Tolkien Fever in NZ as Movie Opening Nears
Staff Reporter

In a war of the wizards on New Zealand's silver screens, old-timer Gandalf looks like he will take a broomstick to young pretender Harry Potter.

New Zealanders are eagerly awaiting the release of the first Harry Potter film, which doesn't open here until November 29. But it's the premiere of the first film in J.R.R. Tolkien's The Lord of the Rings trilogy that has really cast a spell over the nation.

New Zealand filmmaker Peter Jackson directed the films and used the scenery of his home country as a backdrop, helping to spark the enormous local interest.

The first, The Lord of the Rings: The Fellowship of the Ring, hits New Zealand's movie theaters on December 20, the day after it opens in the U.S. and Canada.

Cinema operators predict The Fellowship of the Ring will outsell Harry Potter and the Sorcerer's Stone by 2-to-1 -- $5.2 million versus $2.6 million.

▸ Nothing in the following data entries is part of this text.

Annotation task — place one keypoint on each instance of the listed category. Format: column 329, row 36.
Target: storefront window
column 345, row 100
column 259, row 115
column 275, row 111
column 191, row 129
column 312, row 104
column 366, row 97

All three Ring movies were shot together. Editing work on the second, The Two Towers, will begin shortly with an eye toward release in December 2002; the third, The Return of the King, is set to come out a year later.

For fans who can't wait another month to get a look at Jackson's interpretation of Middle Earth, the mythical location of Tolkien's books, there is already plenty to read.

Special limited editions of the trilogy have been released to tie in with the film as have Middle Earth "guide books," photograph collections and movie guides.

The latest three-volume set of The Lord of the Rings, originally published in 1954, has rocketed to No. 3 on the nation's fiction Top 10 list. And pricey models of Tolkien's characters also are flying out of shops.

Hoping to cash in on the movie's popularity, the government is spending $1.8 million to promote New Zealand as "Middle Earth."

New Line Cinema, the company that produced Lord of the Rings, is a division of AOL Time Warner, as is CNN.com.